Il est donc essentiel de ne pas se laisser décourager ni dépérir dans des conditions de travail devenues invivables:
Démission légitime, démission contrainte par le harcèlement moral
La démission contrainte
Elle permet de demander au juge de requalifier la démission. en licenciement injustifié.
Cette requalification est demandée lorsque le salarié poussé à bout, (parfois suite au refus de sa demande de rupture conventionnelle) décide de rendre les armes et de démissionner.
Son consentement à la démission est donc vicié par les agissement de l’employeur.
Si le harcèlement moral est reconnu, la démission sera ainsi requalifiée par le juge en licenciement nul (avec les indemnités correspondantes) .
La démission légitime
Votre démission est légitime si vous êtes victime d’actes délictueux dans le cadre de votre travail et qu’une plainte a été déposée.
Vous pouvez alors demander le réexamen par Pôle emploi de votre demande d’allocation au bout de 121 jours.
Si votre demande est acceptée, le point de départ du versement de l’ARE est fixé au 122e jour de chômage.
Conclusion
Quand le burn-out et le harcèlement subis rendent impossible le maintien du contrat de travail, la démission (qui prive le salarié de ses droits au chômage) n’est pas la seule option.
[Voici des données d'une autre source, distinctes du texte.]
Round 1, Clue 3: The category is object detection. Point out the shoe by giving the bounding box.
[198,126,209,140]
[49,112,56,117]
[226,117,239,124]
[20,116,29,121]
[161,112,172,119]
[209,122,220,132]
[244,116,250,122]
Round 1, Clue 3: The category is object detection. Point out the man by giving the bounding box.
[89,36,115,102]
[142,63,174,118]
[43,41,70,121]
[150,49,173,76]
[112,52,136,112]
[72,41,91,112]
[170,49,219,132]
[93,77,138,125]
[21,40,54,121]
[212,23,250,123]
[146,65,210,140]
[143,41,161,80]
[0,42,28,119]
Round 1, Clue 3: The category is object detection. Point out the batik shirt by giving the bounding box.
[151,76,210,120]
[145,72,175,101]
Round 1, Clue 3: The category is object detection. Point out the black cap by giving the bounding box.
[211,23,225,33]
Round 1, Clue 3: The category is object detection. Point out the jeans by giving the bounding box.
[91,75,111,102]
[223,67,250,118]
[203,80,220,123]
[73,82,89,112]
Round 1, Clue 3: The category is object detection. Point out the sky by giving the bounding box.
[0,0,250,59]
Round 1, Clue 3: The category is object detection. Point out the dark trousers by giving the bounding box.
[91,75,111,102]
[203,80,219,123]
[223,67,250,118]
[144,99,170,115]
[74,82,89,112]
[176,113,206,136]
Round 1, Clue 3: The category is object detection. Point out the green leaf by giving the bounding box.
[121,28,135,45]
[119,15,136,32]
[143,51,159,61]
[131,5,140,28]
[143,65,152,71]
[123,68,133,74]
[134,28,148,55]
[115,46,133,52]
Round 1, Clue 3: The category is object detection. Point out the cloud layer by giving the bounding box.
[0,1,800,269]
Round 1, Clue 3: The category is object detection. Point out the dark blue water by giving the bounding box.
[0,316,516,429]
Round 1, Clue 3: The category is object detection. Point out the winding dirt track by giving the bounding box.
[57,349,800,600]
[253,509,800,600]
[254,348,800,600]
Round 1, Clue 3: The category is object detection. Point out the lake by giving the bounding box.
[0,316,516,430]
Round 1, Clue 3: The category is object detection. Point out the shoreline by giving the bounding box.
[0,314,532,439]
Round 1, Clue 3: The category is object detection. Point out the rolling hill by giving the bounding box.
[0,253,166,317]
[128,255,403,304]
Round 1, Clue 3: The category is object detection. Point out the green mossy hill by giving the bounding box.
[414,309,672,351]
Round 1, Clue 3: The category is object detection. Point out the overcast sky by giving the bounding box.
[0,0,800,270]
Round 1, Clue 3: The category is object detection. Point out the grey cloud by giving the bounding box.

Toutefois, quelque soit l’option en la faveur de laquelle le salarié décide de s’orienter, la preuve du harcèlement constitue toujours l’enjeu décisif de sa reconnaissance.
Le moral du salarié est également un facteur essentiel. Il est en effet particulièrement difficile de mener bataille et de réunir les éléments permettant de faire valoir ses droits dans des situations où le quotidien est brutalement affecté.